Prominent American journalist and broadcaster Dorothy Thompson was the first US reporter to be expelled from Germany in 1934, the order delivered by the Gestapo to her lodgings at the Hotel Adlon in Berlin with Thompson given twenty-four hours to leave the country, for her articles and observations critical of the party and its leader, as a Little Man and the embodiment of mediocrity. Continuing her work, Thompson rallied against the regime over the next two decades, trying to warn the world about its mindset and strongly advocated for first Jewish refugees, but recognising the right-wing infiltration of the Zionist movement, then displaced Palestinians, one of her more memorable and influential essays was published in 1941 by Harper’s Magazine, framed as a guessing-game with the objective of trying to spot the fascist at a social gathering, whom despite maintaining they have no truck with such dark ideologies would nonetheless support a mainstream, normalised movement under a different name—or under the same, unabashedly.
…The saturnine man over there talking with a lovely French emigree is already a Nazi. Mr. C is a brilliant and embittered intellectual. He was a poor white-trash Southern boy, a scholarship student at two universities where he took all the scholastic honours but was never invited to join a fraternity. His brilliant gifts won for him successively government positions, partnership in a prominent law firm, and eventually a highly paid job as a Wall Street adviser. He has always moved among important people and always been socially on the periphery. His colleagues have admired his brains and exploited them, but they have seldom invited him—or his wife—to dinner.
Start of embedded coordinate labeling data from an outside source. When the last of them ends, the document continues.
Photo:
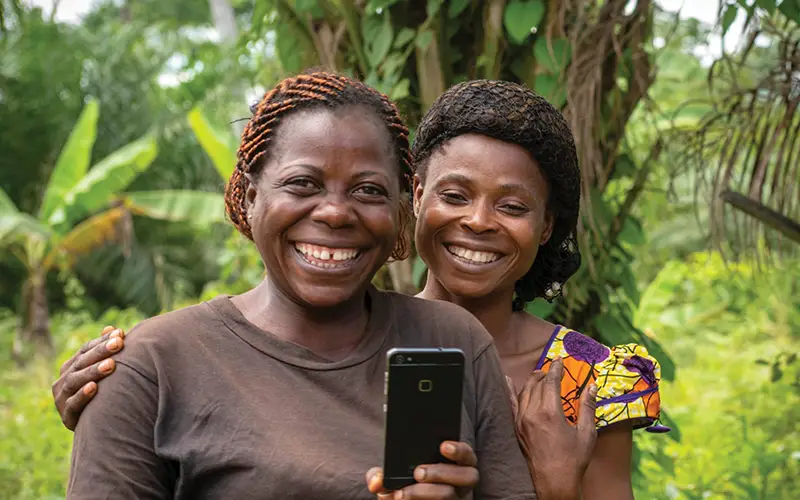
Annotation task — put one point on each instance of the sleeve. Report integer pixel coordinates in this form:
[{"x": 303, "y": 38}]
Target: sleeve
[
  {"x": 628, "y": 387},
  {"x": 113, "y": 453},
  {"x": 503, "y": 470}
]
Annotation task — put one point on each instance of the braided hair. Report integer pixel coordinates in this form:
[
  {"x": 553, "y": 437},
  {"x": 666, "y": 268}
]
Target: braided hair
[
  {"x": 315, "y": 89},
  {"x": 512, "y": 113}
]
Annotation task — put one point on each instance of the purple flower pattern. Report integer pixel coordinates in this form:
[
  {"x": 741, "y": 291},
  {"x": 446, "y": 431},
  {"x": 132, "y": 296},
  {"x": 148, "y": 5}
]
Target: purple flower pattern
[{"x": 584, "y": 348}]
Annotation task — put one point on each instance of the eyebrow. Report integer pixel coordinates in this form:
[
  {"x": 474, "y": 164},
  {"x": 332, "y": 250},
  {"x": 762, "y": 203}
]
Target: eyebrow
[
  {"x": 369, "y": 173},
  {"x": 515, "y": 187},
  {"x": 454, "y": 178},
  {"x": 511, "y": 187}
]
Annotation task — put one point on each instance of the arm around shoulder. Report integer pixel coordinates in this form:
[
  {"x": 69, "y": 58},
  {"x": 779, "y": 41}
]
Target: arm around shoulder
[
  {"x": 503, "y": 470},
  {"x": 113, "y": 453}
]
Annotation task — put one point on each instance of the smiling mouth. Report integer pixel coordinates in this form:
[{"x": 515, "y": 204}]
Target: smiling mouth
[
  {"x": 472, "y": 256},
  {"x": 327, "y": 257}
]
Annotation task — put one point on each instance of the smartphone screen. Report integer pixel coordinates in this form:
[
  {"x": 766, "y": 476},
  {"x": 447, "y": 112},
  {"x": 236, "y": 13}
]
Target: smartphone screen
[{"x": 423, "y": 409}]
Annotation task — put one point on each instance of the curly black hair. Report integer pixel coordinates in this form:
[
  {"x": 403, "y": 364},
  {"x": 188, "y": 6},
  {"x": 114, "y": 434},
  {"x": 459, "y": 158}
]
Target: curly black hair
[{"x": 512, "y": 113}]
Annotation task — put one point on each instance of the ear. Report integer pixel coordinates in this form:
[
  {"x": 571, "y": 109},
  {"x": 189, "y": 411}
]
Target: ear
[
  {"x": 251, "y": 192},
  {"x": 547, "y": 228},
  {"x": 418, "y": 191}
]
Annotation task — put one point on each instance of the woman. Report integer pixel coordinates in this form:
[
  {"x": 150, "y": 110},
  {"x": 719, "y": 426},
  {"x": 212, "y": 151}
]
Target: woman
[
  {"x": 497, "y": 196},
  {"x": 277, "y": 393}
]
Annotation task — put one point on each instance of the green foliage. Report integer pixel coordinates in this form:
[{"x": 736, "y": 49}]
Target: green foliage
[
  {"x": 730, "y": 326},
  {"x": 521, "y": 17}
]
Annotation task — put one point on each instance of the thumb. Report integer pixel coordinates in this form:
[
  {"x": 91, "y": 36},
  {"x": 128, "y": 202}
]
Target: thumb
[
  {"x": 512, "y": 392},
  {"x": 375, "y": 480},
  {"x": 586, "y": 418}
]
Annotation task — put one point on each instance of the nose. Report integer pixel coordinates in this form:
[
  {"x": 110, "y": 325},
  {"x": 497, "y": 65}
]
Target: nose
[
  {"x": 334, "y": 211},
  {"x": 481, "y": 219}
]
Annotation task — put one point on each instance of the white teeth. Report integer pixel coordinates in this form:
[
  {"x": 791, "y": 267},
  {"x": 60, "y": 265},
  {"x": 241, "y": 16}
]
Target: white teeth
[
  {"x": 334, "y": 256},
  {"x": 474, "y": 255}
]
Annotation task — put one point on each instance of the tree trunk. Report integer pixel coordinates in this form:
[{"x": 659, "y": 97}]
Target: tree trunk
[{"x": 36, "y": 329}]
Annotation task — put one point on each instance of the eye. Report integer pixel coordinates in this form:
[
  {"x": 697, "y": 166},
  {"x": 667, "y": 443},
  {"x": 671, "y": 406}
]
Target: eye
[
  {"x": 514, "y": 208},
  {"x": 302, "y": 186},
  {"x": 370, "y": 192},
  {"x": 453, "y": 198}
]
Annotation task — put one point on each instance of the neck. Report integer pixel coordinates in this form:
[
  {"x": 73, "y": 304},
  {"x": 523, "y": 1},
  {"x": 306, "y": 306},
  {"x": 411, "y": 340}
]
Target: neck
[
  {"x": 493, "y": 311},
  {"x": 331, "y": 332}
]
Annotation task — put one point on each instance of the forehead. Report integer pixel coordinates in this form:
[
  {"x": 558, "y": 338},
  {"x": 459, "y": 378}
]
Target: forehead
[
  {"x": 352, "y": 131},
  {"x": 486, "y": 161}
]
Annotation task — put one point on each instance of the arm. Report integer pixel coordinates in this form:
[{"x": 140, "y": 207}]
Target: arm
[
  {"x": 557, "y": 452},
  {"x": 113, "y": 452},
  {"x": 77, "y": 382},
  {"x": 502, "y": 465},
  {"x": 608, "y": 476}
]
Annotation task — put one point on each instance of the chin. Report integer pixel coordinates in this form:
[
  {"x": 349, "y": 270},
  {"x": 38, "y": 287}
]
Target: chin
[
  {"x": 468, "y": 289},
  {"x": 324, "y": 297}
]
He is a snob, loathing his own snobbery. He despises the men about him—he despises, for instance, Mr. B—because he knows that what he has had to achieve by relentless work men like B have won by knowing the right people. But his contempt is inextricably mingled with envy. Even more than he hates the class into which he has insecurely risen, does he hate the people from whom he came. He hates his mother and his father for being his parents. He loathes everything that reminds him of his origins and his humiliations. He is bitterly anti-Semitic because the social insecurity of the Jews reminds him of his own psychological insecurity.
Pity he has utterly erased from his nature, and joy he has never known. He has an ambition, bitter and burning. It is to rise to such an eminence that no one can ever again humiliate him. Not to rule but to be the secret ruler, pulling the strings of puppets created by his brains. Already some of them are talking his language—though they have never met him.
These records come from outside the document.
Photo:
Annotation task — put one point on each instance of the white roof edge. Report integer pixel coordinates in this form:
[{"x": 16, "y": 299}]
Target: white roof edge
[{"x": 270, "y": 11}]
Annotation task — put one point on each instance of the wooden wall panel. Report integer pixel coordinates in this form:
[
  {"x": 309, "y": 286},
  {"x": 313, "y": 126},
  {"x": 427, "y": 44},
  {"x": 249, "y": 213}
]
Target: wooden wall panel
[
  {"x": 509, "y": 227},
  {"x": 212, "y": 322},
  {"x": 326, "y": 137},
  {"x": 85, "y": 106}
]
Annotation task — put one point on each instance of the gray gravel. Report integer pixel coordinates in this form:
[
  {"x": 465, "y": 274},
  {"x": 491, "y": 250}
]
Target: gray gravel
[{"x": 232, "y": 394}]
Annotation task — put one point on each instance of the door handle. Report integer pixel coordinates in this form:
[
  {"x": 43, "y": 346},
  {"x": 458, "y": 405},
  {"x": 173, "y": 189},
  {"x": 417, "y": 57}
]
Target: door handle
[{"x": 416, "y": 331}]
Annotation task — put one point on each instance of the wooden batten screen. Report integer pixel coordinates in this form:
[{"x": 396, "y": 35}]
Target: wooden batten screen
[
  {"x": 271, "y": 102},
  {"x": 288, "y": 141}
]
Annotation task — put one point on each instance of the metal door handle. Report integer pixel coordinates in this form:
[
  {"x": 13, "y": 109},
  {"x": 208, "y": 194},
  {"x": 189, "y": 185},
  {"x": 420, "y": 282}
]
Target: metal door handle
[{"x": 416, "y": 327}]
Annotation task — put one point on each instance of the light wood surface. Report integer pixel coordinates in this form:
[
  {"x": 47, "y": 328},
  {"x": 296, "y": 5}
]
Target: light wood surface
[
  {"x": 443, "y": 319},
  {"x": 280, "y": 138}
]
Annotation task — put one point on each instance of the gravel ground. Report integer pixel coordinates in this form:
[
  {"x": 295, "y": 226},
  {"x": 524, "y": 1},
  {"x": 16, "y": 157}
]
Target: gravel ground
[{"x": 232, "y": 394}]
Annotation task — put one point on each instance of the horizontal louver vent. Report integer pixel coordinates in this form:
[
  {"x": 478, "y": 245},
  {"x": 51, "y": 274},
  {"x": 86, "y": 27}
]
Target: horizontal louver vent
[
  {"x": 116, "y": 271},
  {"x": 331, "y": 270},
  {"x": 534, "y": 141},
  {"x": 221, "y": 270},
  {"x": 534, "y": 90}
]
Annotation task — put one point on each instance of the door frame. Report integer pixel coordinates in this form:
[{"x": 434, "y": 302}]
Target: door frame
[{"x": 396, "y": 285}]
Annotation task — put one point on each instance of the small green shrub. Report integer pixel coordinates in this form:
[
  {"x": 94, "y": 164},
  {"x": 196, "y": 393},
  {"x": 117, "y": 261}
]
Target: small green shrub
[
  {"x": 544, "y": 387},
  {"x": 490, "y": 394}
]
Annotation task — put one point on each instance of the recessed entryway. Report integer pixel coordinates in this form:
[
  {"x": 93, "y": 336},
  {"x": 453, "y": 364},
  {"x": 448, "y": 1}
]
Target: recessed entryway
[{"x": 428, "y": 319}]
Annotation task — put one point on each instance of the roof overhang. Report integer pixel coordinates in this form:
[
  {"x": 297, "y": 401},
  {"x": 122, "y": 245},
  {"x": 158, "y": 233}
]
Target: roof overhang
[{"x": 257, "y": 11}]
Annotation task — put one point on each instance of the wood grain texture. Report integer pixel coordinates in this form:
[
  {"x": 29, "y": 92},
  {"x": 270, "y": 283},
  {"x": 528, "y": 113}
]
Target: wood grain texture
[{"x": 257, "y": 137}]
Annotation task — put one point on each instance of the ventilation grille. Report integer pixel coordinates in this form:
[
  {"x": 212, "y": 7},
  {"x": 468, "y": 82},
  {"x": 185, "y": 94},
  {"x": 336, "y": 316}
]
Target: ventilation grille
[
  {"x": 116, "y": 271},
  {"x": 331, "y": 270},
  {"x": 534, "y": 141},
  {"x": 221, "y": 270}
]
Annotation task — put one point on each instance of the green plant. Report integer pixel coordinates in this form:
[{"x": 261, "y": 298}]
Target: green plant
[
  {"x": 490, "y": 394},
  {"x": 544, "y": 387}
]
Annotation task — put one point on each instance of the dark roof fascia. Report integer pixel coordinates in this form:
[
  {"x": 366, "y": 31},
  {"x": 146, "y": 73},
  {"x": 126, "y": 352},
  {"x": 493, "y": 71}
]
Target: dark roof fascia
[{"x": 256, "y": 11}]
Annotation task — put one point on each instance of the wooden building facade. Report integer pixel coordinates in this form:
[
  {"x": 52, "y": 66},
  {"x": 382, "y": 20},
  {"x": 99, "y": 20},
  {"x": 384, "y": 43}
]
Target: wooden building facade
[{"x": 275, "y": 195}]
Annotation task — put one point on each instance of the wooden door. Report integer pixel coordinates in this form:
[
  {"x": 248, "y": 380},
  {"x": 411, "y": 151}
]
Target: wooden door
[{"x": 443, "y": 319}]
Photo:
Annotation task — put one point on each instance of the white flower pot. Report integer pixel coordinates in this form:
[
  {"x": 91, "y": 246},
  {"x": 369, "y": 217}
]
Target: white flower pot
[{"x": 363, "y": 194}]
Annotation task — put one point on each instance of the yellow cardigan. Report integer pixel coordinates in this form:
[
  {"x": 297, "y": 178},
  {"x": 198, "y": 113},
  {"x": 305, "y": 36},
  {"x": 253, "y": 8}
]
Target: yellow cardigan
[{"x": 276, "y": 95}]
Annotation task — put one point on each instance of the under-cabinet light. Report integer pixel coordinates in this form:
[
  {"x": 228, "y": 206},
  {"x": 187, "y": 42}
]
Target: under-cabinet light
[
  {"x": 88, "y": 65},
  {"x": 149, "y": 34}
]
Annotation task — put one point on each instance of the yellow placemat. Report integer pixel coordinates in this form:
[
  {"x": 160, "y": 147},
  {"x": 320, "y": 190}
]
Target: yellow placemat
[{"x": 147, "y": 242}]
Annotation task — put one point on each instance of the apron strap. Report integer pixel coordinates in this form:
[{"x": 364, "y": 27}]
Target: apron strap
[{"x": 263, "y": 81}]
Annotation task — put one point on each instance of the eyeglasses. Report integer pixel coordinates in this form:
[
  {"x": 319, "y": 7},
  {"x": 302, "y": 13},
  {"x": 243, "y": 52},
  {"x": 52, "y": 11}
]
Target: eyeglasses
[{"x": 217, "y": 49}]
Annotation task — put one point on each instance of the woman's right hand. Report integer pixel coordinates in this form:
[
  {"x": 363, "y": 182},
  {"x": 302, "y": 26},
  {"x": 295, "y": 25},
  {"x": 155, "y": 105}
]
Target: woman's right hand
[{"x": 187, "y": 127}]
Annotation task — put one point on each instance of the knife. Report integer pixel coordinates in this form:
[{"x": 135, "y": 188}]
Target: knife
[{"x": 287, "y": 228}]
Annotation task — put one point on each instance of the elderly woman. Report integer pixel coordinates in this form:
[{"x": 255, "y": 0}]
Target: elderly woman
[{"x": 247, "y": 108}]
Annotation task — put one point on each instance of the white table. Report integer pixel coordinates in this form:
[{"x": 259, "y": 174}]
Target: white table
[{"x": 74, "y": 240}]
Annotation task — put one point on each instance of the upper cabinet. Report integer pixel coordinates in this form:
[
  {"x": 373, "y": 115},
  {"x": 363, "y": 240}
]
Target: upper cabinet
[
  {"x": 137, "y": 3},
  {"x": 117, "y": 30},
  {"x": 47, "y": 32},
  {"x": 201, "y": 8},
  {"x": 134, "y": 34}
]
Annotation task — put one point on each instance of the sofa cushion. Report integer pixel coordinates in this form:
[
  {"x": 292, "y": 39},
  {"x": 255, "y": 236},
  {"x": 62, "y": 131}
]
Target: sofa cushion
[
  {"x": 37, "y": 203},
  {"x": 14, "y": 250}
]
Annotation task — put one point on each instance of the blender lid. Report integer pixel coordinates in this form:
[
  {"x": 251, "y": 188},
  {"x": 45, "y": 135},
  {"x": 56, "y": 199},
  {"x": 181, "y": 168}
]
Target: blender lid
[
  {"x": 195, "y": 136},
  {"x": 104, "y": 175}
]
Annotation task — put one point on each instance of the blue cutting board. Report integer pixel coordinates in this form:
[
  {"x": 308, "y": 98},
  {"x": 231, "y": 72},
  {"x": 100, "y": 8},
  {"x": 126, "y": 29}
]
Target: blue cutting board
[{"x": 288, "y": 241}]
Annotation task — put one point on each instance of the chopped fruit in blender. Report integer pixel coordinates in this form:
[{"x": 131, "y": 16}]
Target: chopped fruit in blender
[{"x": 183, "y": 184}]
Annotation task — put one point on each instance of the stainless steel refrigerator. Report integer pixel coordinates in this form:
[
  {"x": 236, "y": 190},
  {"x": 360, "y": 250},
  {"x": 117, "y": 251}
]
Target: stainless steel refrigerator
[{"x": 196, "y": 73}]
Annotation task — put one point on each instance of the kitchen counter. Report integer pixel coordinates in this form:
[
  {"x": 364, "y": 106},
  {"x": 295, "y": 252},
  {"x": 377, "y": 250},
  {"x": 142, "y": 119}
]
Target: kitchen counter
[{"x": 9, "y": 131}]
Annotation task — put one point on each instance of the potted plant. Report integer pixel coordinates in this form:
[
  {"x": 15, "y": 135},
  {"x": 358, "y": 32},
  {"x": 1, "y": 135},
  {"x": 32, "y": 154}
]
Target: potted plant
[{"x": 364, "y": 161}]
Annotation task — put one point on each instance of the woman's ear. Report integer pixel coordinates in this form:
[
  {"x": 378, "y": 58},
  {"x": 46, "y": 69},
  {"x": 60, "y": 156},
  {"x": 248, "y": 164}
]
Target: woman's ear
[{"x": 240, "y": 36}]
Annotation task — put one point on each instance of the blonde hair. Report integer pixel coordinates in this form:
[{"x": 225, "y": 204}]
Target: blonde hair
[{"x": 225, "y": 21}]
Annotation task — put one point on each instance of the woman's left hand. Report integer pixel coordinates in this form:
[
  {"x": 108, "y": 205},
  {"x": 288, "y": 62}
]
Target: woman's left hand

There he sits: he talks awkwardly rather than glibly; he is courteous. He commands a distant and cold respect. But he is a very dangerous man. Were he primitive and brutal he would be a criminal—a murderer. But he is subtle and cruel. He would rise high in a Nazi regime. It would need men just like him—intellectual and ruthless. But Mr. C is not a born Nazi. He is the product of a democracy hypocritically preaching social equality and practicing a carelessly brutal snobbery. He is a sensitive, gifted man who has been humiliated into nihilism. He would laugh to see heads roll…
…Mrs. E would go Nazi as sure as you are born. That statement surprises you? Mrs. E seems so sweet, so clinging, so cowed. She is. She is a masochist. She is married to a man who never ceases to humiliate her, to lord it over her, to treat her with less consideration than he does his dogs. He is a prominent scientist, and Mrs. E, who married him very young, has persuaded herself that he is a genius, and that there is something of superior womanliness in her utter lack of pride, in her doglike devotion. She speaks disapprovingly of other “masculine” or insufficiently devoted wives. Her husband, however, is bored to death with her. He neglects her completely and she is looking for someone else before whom to pour her ecstatic self-abasement. She will titillate with pleased excitement to the first popular hero who proclaims the basic subordination of women…
Married to Nobel award winning author Sinclair Lewis (It Can’t Happen Here), the 1942 film Woman of the Year, starring Katherine Hepburn (her first with Spencer Tracy and the later musical adaptation featuring Lauren Bacall), was loosely based on Thompson’s life and career.